You can accept and take responsibility for your imperfection instead of demanding that the Church affirm it in the face of centuries of its teachings. The great thing about the Law of Chastity is that it embeds human sexuality in a thick web of ritual, doctrine and narrative about family relationships and life and death and what comes before and after. If you are looking for meaning, the whole structure offers you many points of attachment, no matter your personal situation.

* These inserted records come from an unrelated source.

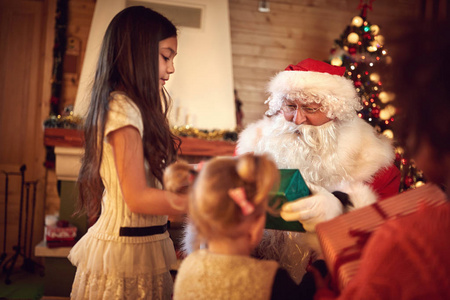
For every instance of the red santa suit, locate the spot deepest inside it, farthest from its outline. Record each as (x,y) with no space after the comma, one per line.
(345,154)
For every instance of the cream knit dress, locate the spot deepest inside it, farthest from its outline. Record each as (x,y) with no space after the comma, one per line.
(110,266)
(204,275)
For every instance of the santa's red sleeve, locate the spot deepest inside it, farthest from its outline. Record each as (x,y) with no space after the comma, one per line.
(386,182)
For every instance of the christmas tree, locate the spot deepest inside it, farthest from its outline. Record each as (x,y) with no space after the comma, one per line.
(360,49)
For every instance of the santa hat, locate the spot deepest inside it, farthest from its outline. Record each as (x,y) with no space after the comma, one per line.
(315,81)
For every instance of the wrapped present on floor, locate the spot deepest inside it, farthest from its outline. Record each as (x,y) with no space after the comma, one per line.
(343,238)
(292,186)
(61,234)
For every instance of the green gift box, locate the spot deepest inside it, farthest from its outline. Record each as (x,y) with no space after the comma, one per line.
(292,186)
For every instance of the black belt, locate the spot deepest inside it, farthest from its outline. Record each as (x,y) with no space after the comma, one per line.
(142,231)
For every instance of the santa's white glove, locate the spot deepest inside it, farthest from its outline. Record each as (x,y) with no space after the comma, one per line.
(312,210)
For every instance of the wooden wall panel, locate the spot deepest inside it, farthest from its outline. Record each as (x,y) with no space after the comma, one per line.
(265,43)
(78,27)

I don’t know if a widow’s mite worth of chastity will be sufficient after this life, but it is certainly better to approach the judgment bar hoping for mercy rather than demanding vindication. I don’t know if your widow’s mite of chastity will be enough to maintain unrestricted church membership or formal membership at all, but it respects the Church for what it is instead of asking it to be something else, and you can continue to love the things you love about it and maintain the relationships you’ve built up within it, both human and divine. You can just show up. If you keep coming on Sundays, people will find a place for you, no matter if or how your name appears on the rolls.